So you're a carbon engineer? Work in the bicycle industry, do ya?


----------



## factory feel (Nov 27, 2009)

ceugene said:


> The damage at the dropout seems like a difficult repair, but yes, usually it’s around $200 per major tube and closer to $100 for clean seatstay cracks.


I would pass on having that dropout repaired.


----------



## ceugene (Jun 20, 2015)

cxwrench said:


> So you're a carbon engineer? Work in the bicycle industry, do ya?


So weird to see Trek warranty related hate when it’s still the gold standard in the industry.


----------



## dracula (Mar 9, 2010)

cxwrench said:


> So you're a carbon engineer? Work in the bicycle industry, do ya?


With your Trek bias you completely discredited yourself in that thread.


Trek didn't inspect the frame. Or did they?


They just had a high school kid with spots investigate the pictures.
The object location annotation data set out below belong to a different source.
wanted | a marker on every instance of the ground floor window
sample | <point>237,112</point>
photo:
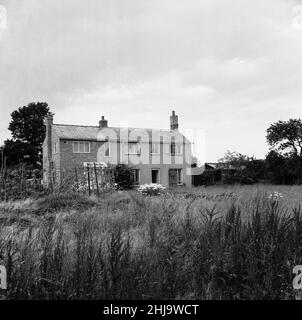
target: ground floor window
<point>155,175</point>
<point>135,177</point>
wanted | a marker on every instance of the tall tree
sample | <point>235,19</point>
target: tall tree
<point>28,133</point>
<point>286,137</point>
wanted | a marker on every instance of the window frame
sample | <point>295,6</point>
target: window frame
<point>158,145</point>
<point>138,148</point>
<point>137,181</point>
<point>109,149</point>
<point>55,148</point>
<point>74,143</point>
<point>179,177</point>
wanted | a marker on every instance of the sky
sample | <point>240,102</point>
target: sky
<point>229,68</point>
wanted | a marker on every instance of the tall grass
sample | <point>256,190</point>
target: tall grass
<point>126,246</point>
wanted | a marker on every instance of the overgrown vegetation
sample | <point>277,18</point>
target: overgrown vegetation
<point>204,244</point>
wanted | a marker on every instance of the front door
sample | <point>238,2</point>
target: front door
<point>172,177</point>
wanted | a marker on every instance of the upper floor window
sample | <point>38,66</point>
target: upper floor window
<point>179,177</point>
<point>176,148</point>
<point>55,148</point>
<point>134,148</point>
<point>81,147</point>
<point>107,148</point>
<point>135,173</point>
<point>155,148</point>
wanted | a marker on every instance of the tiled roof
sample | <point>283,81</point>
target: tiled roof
<point>76,132</point>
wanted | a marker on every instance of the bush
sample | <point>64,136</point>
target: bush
<point>123,177</point>
<point>152,189</point>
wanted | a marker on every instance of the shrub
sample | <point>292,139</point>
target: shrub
<point>152,189</point>
<point>123,176</point>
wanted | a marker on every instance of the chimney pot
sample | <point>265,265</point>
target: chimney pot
<point>174,121</point>
<point>103,123</point>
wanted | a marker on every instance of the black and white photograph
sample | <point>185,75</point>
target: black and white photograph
<point>150,150</point>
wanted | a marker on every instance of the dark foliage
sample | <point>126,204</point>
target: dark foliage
<point>28,133</point>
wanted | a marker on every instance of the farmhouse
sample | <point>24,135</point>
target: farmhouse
<point>156,156</point>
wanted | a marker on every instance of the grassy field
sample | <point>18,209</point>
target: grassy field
<point>226,242</point>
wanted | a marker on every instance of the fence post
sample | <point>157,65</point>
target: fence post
<point>88,177</point>
<point>96,180</point>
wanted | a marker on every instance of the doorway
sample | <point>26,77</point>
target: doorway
<point>155,175</point>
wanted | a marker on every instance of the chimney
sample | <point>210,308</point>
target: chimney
<point>103,123</point>
<point>174,121</point>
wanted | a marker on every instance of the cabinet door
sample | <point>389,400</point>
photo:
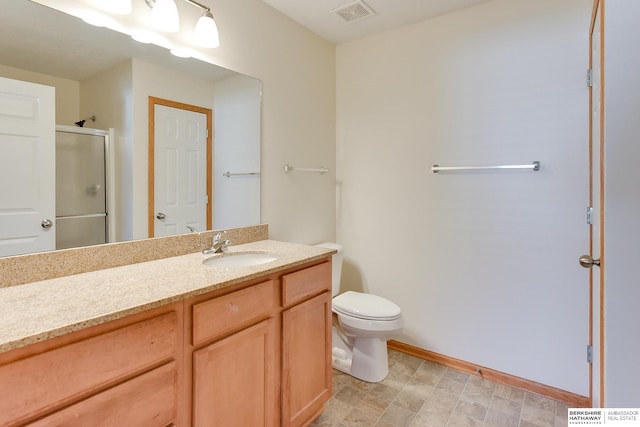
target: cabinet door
<point>234,379</point>
<point>148,400</point>
<point>306,340</point>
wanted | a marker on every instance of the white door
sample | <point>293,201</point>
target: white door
<point>596,197</point>
<point>180,171</point>
<point>27,167</point>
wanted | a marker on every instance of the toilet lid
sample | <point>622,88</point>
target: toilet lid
<point>365,306</point>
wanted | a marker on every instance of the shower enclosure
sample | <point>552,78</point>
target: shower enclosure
<point>81,187</point>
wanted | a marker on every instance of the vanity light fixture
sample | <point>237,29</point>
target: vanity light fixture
<point>121,7</point>
<point>164,16</point>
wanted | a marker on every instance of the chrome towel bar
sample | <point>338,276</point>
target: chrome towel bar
<point>321,170</point>
<point>535,166</point>
<point>230,174</point>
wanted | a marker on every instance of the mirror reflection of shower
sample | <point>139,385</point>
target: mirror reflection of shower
<point>82,187</point>
<point>80,123</point>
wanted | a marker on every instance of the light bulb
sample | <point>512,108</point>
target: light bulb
<point>121,7</point>
<point>206,32</point>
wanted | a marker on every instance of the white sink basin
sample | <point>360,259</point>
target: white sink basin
<point>239,259</point>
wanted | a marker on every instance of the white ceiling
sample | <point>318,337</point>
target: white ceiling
<point>389,14</point>
<point>41,39</point>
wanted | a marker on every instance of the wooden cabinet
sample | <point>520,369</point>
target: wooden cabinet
<point>306,344</point>
<point>252,354</point>
<point>261,356</point>
<point>234,379</point>
<point>96,376</point>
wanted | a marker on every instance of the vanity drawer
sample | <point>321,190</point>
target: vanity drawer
<point>147,400</point>
<point>60,376</point>
<point>241,308</point>
<point>305,283</point>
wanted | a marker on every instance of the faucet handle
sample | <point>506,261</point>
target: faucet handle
<point>218,236</point>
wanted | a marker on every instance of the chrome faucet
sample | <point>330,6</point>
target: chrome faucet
<point>219,245</point>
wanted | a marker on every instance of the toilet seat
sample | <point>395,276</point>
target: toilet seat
<point>365,306</point>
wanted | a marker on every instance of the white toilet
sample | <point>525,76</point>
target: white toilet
<point>365,323</point>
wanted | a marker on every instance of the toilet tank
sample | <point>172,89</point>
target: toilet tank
<point>336,265</point>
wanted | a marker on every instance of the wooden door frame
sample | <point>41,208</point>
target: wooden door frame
<point>153,101</point>
<point>597,13</point>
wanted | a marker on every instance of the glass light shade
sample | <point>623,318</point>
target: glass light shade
<point>206,32</point>
<point>121,7</point>
<point>164,16</point>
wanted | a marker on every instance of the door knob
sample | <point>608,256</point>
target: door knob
<point>587,261</point>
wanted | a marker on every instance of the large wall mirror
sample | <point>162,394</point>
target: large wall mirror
<point>105,80</point>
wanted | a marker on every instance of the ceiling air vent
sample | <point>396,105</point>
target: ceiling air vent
<point>354,11</point>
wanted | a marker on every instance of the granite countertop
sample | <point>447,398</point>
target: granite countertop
<point>37,311</point>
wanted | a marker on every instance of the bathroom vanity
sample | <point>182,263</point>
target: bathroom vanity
<point>172,342</point>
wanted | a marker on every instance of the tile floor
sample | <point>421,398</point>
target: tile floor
<point>418,393</point>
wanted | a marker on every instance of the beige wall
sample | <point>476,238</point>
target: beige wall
<point>67,92</point>
<point>297,70</point>
<point>483,264</point>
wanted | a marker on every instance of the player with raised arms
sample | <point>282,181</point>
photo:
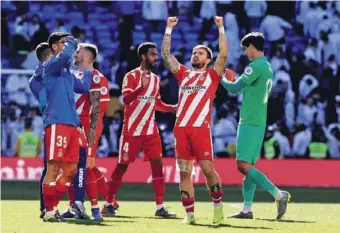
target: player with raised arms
<point>256,83</point>
<point>197,88</point>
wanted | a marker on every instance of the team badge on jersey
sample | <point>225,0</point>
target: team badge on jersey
<point>96,79</point>
<point>103,90</point>
<point>248,70</point>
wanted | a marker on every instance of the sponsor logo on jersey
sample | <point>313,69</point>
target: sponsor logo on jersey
<point>193,89</point>
<point>248,70</point>
<point>96,79</point>
<point>148,99</point>
<point>103,90</point>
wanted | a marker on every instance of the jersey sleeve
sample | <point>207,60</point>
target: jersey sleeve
<point>214,76</point>
<point>250,74</point>
<point>129,83</point>
<point>182,72</point>
<point>96,83</point>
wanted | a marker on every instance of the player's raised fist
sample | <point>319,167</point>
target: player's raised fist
<point>218,21</point>
<point>172,21</point>
<point>145,78</point>
<point>230,75</point>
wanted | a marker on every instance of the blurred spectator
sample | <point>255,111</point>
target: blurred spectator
<point>28,144</point>
<point>307,112</point>
<point>273,29</point>
<point>308,83</point>
<point>207,13</point>
<point>302,139</point>
<point>255,11</point>
<point>60,26</point>
<point>21,34</point>
<point>34,25</point>
<point>332,134</point>
<point>126,11</point>
<point>156,14</point>
<point>279,60</point>
<point>5,35</point>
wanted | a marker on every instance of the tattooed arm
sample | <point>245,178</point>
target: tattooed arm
<point>223,47</point>
<point>95,112</point>
<point>169,59</point>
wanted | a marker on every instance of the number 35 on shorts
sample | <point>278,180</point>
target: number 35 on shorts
<point>61,141</point>
<point>126,147</point>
There was no Carbon engineer involved. The OP was never being told what has happened. Trek only told him everything may have happened that a-priori rules out a warranty claim.

That is the reason why I thought it maybe a good idea to go to the small claims court because then maybe the judge orders the investigation by a proper carbon engineer with a PhD or Trek would have to produce the findings of their investigation.

I stopped having sympathy with the cycling industry and its demise: ,,greed eats brain."


----------



## cxwrench (Nov 9, 2004)

dracula said:


> With your Trek bias you completely discredited yourself in that thread.
> 
> 
> Trek didn't inspect the frame. Or did they?
> ...


You have no clue. And given my job I'm about as un-biased as they come, trust me.


----------



## nOOky (Mar 20, 2009)

I've had two frames warrantied through Trek. Both times they had to send the frames in to be checked out. Both times I feel I was treated more than fairly. The first frame that failed back in 2002 they gave me a new frame and offered me any current color scheme I wanted. Also I never paid to have the parts switched over.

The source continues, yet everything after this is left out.